Forieri intanto e campioni del già completato disastro, del consumato sacrificio della misera terra, sorgiungevano militi dispersi e sbandati dal ripiegato esercito piemontese; laceri, stanchi, affamati; e dallo squallore del loro volto, dagli interrotti e mal distinti accenti, dai lacrimevoli racconti de’ patiti disagi e peripezie d’ogni genere, trapelava l’ansia febbrile di rifugiarsi, di ridursi frettolosamente al sicuro da ogni persecuzione nemica, chè:
- Nel soldato che vincer dispera
- Della vita rinasce l’amor.
Il Generale, dotato qual’era di nobile e pietoso sentire, commosso alle lagrime da tale spettacolo, fece salire sulla groppa del proprio destriero uno di quegli sventurati, che più degli altri appariva impotente a proseguire il cammino; e per lungo tratto di via se lo tenne amorevolmente accoccolato alle terga.
Per colmo di sventura la notte calò delle più buje: sì che le tenebre favorirono i pusillanimi, gli sfiduciati, che, pratici dei luoghi e non rattenuti da pudore, alla chetichella disertarono chi per di qua, chi per di là, le scompigliate e omai disordinate file.
Pochi, a dir vero, della giovine colonna, sorretti da gagliarda costituzione e da ben temprata fibra, ressero sempre svegli e presenti a sè stessi nella lunga e faticosa marcia. Ond’è che dopo avere attraversati i Comuni di Seregno, di Paina, di Mariano, la piazza principale di Cantù s’ebbe il maggior contingente di dormigliosi, che non sarebbero stati riscossi dal profondo letargo che li dominava appena sdrajati, neppure dal calpestio di sorvegliante cavalleria. Camerlata pure s’ebbe ricco deposito di sonnolenti: e Como, per metà già disertata da’ suoi costernati abitanti, rifugiatisi sulle circostanti montagne, subì a porte semichiuse coi primissimi albori, l’invasione di quell’accozzaglia. Che tale appariva in quell’istante il più che decimato e stremato manipolo, avanzo di quattro già floridi e ben compatti battaglioni.
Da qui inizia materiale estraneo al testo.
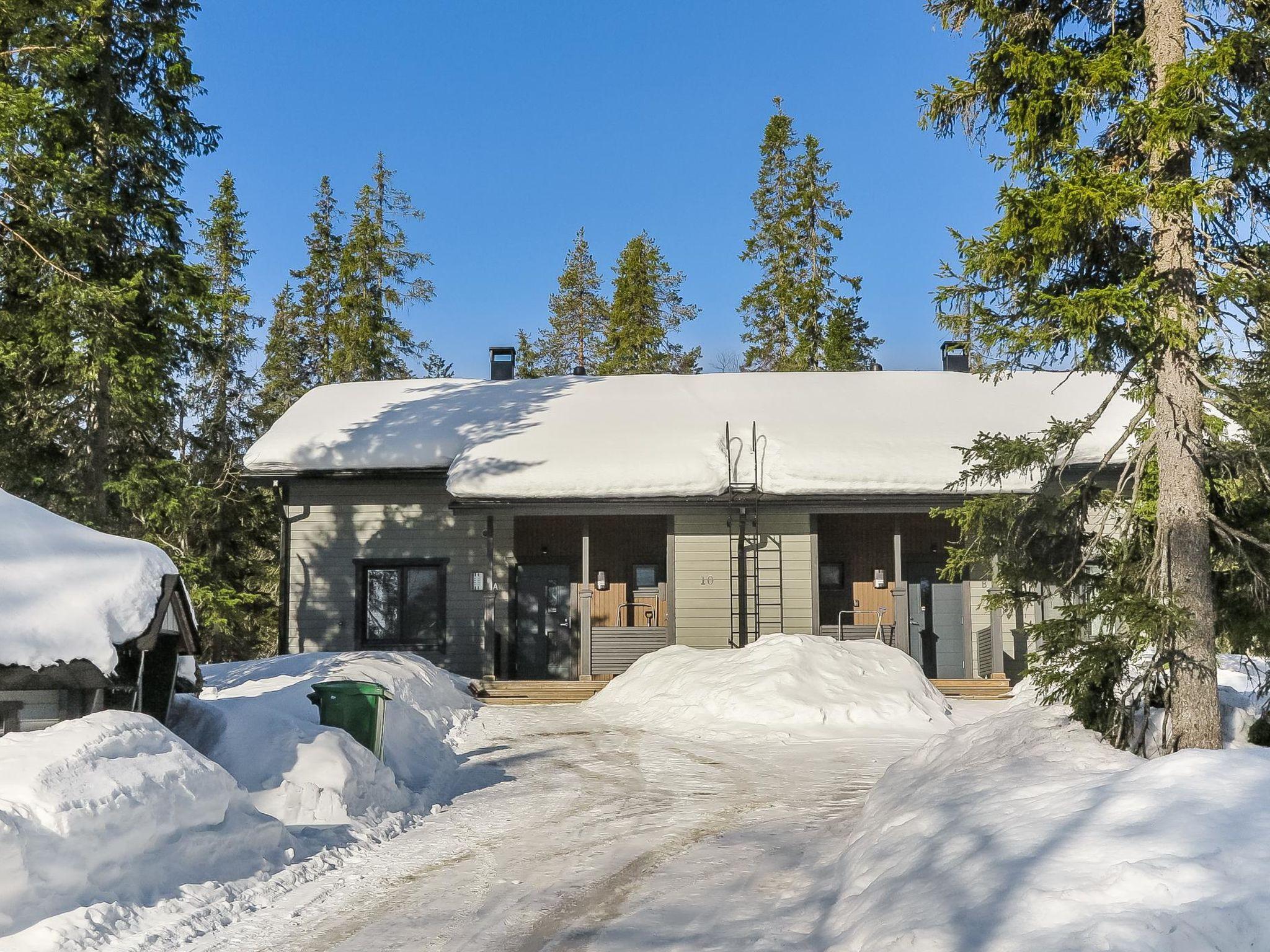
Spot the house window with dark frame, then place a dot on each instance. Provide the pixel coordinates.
(404, 604)
(646, 576)
(831, 575)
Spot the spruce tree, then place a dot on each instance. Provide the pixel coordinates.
(435, 366)
(321, 287)
(574, 335)
(378, 277)
(769, 309)
(1129, 240)
(288, 369)
(224, 524)
(803, 315)
(828, 333)
(95, 286)
(646, 311)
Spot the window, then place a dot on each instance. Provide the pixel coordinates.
(831, 575)
(646, 576)
(404, 603)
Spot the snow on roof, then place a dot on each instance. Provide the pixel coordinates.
(69, 592)
(664, 436)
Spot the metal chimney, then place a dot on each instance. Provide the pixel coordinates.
(502, 362)
(957, 356)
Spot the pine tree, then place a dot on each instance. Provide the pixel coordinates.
(378, 273)
(647, 309)
(530, 362)
(321, 287)
(288, 369)
(94, 286)
(830, 333)
(221, 523)
(769, 309)
(1116, 252)
(579, 316)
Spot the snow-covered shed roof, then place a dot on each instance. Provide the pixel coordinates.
(69, 592)
(642, 437)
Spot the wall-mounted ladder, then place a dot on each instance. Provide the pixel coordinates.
(756, 559)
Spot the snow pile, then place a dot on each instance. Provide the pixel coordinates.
(1025, 832)
(69, 592)
(799, 683)
(554, 436)
(1238, 689)
(254, 719)
(113, 809)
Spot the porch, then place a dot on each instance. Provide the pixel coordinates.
(588, 594)
(591, 594)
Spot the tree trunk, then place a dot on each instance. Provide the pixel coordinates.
(1183, 530)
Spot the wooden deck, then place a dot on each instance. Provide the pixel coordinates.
(535, 692)
(973, 689)
(572, 692)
Sparpagliati negli alberghi, nelle trattorie, nelle bettole, e più tardi accasermati nei quartieri della città, gli affranti militi non rividero più, fino a tarda ora della trascorrente domenica, la loro bandiera; onde soltanto nel pomeriggio fu dato a Garibaldi di riconoscere i guasti notturni di cui presentava ampie vestigia il giovine esercito, ritornato ai ranghi sulla spaziosa piazza della vicina Camerlata, dove gli era stata data la posta.
In aggiunta agli scomparsi la notte col favor delle tenebre, alcuni scoraggiati e disillusi s’erano nel mattino ricoverati nella vicina Svizzera.
Solo il Battaglione Anzani ed il Pavese offrivano ancora lusinghiero contingente nelle poco diradate file.
- ↑ Bello questo Quartiere armigero, che esiste anche ai dì nostri seminato di caserme, battezzate tutte col nome di santi.
- ↑ Mazzini, il famoso agitatore, armato di carabina inglese, fu visto dal narratore di queste Memorie in quel periglioso istante schierato fra i militi della seconda fila, disposto a fare ciò che era compito d’ogni legionario italiano.
- ↑ Altrettanto avveniva in quel medesimo pomeriggio nella sventurata Milano. Gli imprudenti ed angosciati propalatori del già consumato abbandono della infelice città alle orde vittrici, divennero bersaglio all’ira degli increduli, alle sevizie della disperazione.